Veranstaltungsreihe: Im Kampf die neue Gesellschaft aufbauen

Mitte Mai startet eine anspruchsvolle Veranstaltungsreihe der Initiative Geschichte und Widerstand zur Idee der Kommune im historischen Prozess und dem Verständnis von Kommunen in der kurdischen Bewegung.

Am 13. Mai startet die Veranstaltungsreihe „Die Kommune – Im Kampf die neue Gesellschaft aufbauen“ der Initiative Geschichte und Widerstand. Die Veranstaltungsreihe setzt sich mit dem Verständnis der Kommune in der kurdischen Bewegung auseinander und will davon ausgehend die Idee der Kommune im historischen Prozess skizzieren. Die Initiative will mit diesen Diskussionen einen Beitrag zum Aufbau des Demokratischen Konföderalismus leisten.

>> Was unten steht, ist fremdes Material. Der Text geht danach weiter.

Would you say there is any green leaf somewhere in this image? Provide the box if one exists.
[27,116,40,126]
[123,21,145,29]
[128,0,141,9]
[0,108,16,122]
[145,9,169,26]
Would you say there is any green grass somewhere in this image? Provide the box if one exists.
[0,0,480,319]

In der kapitalistischen Moderne, wie Abdullah Öcalan die heutige Zeit beschreibt, sind die Gesellschaften mit großen Herausforderungen und Problemen konfrontiert. Nationalstaaten und Kapitalinteressen haben sich über alle Flächen der Erde und in alle Poren der Gesellschaften eingeschrieben und die Fähigkeit zur Selbstorganisierung angegriffen. Macht, Sexismus und Rassismus spalten die Gesellschaft und führen zu Feminiziden und Genoziden. Moralische gesellschaftliche Werte wie Frieden, Solidarität und die Würde von Mensch und Natur werden immer bedeutungsloser und ohne zu zögern den Staats- und Kapitalinteressen untergeordnet. Durch Industrialismus, Profit und Krieg, spitzt sich die ökologische Krise weiter zu und vernichtet zusehends die Natur und somit die Lebensgrundlage der Menschen. Durch die kapitalistischen Besitzverhältnisse und Produktionsweisen wird die Ungleichheit der Menschen immer größer, soziales Leben immer weiter zerstört und den Gesellschaften werden ihre Werte und ihre Autonomie geraubt.

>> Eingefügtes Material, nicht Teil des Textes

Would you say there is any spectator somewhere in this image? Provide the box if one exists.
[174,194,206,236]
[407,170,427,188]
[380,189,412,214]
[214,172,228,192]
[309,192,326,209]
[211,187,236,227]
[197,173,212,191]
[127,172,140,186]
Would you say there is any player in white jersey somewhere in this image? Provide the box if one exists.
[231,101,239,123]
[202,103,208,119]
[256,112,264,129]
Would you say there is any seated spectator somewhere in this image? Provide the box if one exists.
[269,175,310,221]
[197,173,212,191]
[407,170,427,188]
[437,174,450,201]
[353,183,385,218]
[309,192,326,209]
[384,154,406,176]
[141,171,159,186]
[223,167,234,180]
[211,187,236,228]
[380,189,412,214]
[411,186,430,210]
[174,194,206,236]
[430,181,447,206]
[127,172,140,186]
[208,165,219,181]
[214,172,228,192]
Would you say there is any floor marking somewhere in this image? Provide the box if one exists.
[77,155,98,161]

Mit ihrem Paradigma einer demokratischen, ökologischen und geschlechterbefreiten Gesellschaft, hat die kurdische Freiheitsbewegung einen konkreten Vorschlag zur Lösung der Probleme der kapitalistischen Moderne gemacht und begonnen, diese in Kurdistan in die Praxis umzusetzen. In diesem Modell stellen Kommunen und Räte die Basis für eine Organisierung der Gesellschaft, ihre Selbstverwaltung, politische Willensbildung und Verteidigung dar. Sie sind die Basis der regionalen demokratischen Autonomien, die sich im Demokratischen Konföderalismus zu einem gemeinsamen System zusammen schließen.

In der kommenden Veranstaltungsreihe will die Initiative die Idee der Kommune in ihrem historischen Prozess nachzeichnen: Angefangen beim kommunalen Leben erster Stammesgesellschaften und Dorfgemeinschaften über die Pariser Kommune und die Räterepubliken in Deutschland bis hin zur Revolution in Kurdistan. „Wir wollen Persönlichkeiten der vergangenen Kämpfe kennenlernen, genauso wie jüngste Versuche des Aufbaus von Kommunen in städtischen Nachbarschaften. Wir wollen all diese Kämpfe als Teil der Geschichte der demokratischen Gesellschaften in Verbindung setzen und diskutieren, wie die Kommune noch heute eine Lösung der gesellschaftlichen Herausforderungen in der kapitalistischen Moderne sein kann“, teilt die Initiative Geschichte und Widerstand mit.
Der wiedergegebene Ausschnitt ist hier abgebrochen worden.